Nesse ponto, chegamos à questão relacionada à sobrevivência das corporações neopentecostais, dado que o seu modelo de negócios é sustentado por dois pilares:  profecias que geram resultado e a depreciação de tudo que está fora da igreja, o que eles chamam “o mundo”. A narrativa que converte, convence e mantém os fiéis tem mão dupla: o “mundo” caminha para um fim trágico, quando tudo será dominado pelas forças do mal, e a igreja é um espaço puro, o único local não contaminado e, portanto, a salvação. O Apocalipse convém como uma luva e, se seus sinais puderem ser comprovados na vida real, se produz então evidências para essa narrativa.

Apenas fazendo uso do aparato do Estado o neopentecostalismo consegue melhorar seus equipamentos de atendimento, ampliar seu alcance nos novos mercados de fiéis, ter seus dogmas transformados em lei, ver seus milagres e orações serem atendidos e, principalmente, ter sua teologia apocalíptica validada pela realidade tangível. Sem o Estado, as igrejas estancam: não haverá milagres, melhora de atendimento ao público, nem teologia a ser realizada.

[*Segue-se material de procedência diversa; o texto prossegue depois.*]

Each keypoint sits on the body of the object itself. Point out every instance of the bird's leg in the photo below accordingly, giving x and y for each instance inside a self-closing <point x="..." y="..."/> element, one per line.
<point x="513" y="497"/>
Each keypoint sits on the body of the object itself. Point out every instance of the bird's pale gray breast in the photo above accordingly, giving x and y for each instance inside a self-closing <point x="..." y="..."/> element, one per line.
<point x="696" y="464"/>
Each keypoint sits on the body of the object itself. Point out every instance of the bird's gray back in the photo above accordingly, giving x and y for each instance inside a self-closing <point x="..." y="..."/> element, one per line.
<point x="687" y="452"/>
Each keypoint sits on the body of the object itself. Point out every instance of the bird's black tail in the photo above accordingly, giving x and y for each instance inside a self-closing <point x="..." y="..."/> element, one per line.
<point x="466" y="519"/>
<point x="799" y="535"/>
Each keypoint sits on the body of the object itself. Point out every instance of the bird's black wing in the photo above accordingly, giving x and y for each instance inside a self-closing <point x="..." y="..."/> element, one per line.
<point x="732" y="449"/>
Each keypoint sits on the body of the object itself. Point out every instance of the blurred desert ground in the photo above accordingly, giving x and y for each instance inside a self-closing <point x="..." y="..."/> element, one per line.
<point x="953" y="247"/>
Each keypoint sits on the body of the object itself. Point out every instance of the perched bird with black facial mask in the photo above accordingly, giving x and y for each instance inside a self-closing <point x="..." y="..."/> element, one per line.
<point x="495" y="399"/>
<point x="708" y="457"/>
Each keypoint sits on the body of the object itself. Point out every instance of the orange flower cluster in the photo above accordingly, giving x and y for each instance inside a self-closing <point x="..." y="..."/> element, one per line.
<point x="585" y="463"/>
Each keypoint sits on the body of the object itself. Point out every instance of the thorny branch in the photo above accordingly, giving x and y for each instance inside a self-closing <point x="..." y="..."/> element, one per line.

Nesse sentido, controlar o Estado é o desdobramento irreversível do neopentecostalismo: ou a política realiza os sinais do “Fim dos Tempos”, ou será o fim da linha para essas denominações religiosas. E eis por que 2018 é um ano tão estratégico para o futuro de algumas lideranças evangélicas no Brasil. Como já dizia o profeta: “Tornai-vos para mim […] e eu me tornarei para vós” (Zacarias 1:3).